"Blago darya!—Terima kasih!" Wanita yang mengenakan celana pendek dan kemeja over size garis-garis itu menerima roti berbentuk panjang. Dia keluar dari kafe kemudian mengedarkan pandang. Hingga perhatiannya tertuju ke toko bunga di seberang.
Tanpa pikir panjang, Griz menuju toko bunga itu. Dia membungkuk mencium aroma bunga mawar yang berjajar. Kemudian perhatiannya tertuju ke bunga tulip di sampingnya.
"Zdravei!—Hai!" Seorang wanita berambut kecokelatan menghampiri.
Griz terdiam, memperhatikan wanita bertubuh kurus dan bermata bulat di depannya. Wanita itu seusia mamanya, bahkan sekilas tampak mirip. Tanpa sadar mata Griz berkaca-kaca. "Ah. I want this!" Kemudian dia menunjuk bunga tulip putih itu.
Sambil menunggu bunga itu disiapkan, Griz mencoba untuk menenangkan diri. Cukup mengagetkan dia bisa melihat seseorang yang mirip dengan mamanya. Bagaimana kabar mama? Tiba-tiba perasaan Griz menjadi khawatir.
Drrttt....
Griz buru-buru menghilangkan rasa sesak yang tiba-tiba datang. Dia merogoh tas dan melihat panggilan masuk. Saat itulah dia melihat si pemilik bunga mendekatinya.
"Ya, Sayang." Griz menjawab telepon sambil mengeluarkan uang. Dia menerima bunga itu kemudian tersenyum.
"Di mana?"
"Kamu udah pulang?" Griz mendekap kantong roti dan bunga lalu mempercepat langkah. "Aku jalan-jalan bentar."
"Perlu dijemput?"
"Enggak! Bentar lagi aku sampai kok." Setelah mengucapkan itu Griz memutuskan sambungan. Dia mempercepat langkah menuju flat yang jaraknya sekitar empat ratus meter.
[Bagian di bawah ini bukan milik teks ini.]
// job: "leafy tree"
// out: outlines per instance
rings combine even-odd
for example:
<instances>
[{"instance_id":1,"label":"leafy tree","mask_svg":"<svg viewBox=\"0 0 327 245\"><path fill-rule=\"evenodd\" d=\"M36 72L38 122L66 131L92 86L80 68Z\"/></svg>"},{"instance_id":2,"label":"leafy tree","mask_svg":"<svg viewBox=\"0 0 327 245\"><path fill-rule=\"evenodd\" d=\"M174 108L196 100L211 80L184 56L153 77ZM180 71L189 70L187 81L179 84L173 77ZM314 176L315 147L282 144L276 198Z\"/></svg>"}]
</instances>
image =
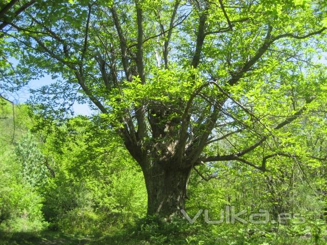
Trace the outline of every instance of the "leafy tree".
<instances>
[{"instance_id":1,"label":"leafy tree","mask_svg":"<svg viewBox=\"0 0 327 245\"><path fill-rule=\"evenodd\" d=\"M148 214L168 217L203 163L273 173L272 159L325 159L302 141L313 118L324 123L320 4L36 1L2 32L21 47L8 51L17 65L59 81L37 109L55 117L49 105L87 100L141 166Z\"/></svg>"}]
</instances>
Setahun telah berlalu. Lama-lama Griz betah tinggal di negara asing itu. Sudah tidak ada lagi orang yang menyakitinya. Meski awal-awal tinggal di negara orang lain terasa susah.
Griz tidak memiliki siapapun selain Ravin. Bisa dibilang, dia benar-benar menggantungkan hidupnya dengan lelaki itu. Ketika Ravin sibuk bekerja hingga tidak pulang, saat itulah Griz benar-benar merasa kesepian.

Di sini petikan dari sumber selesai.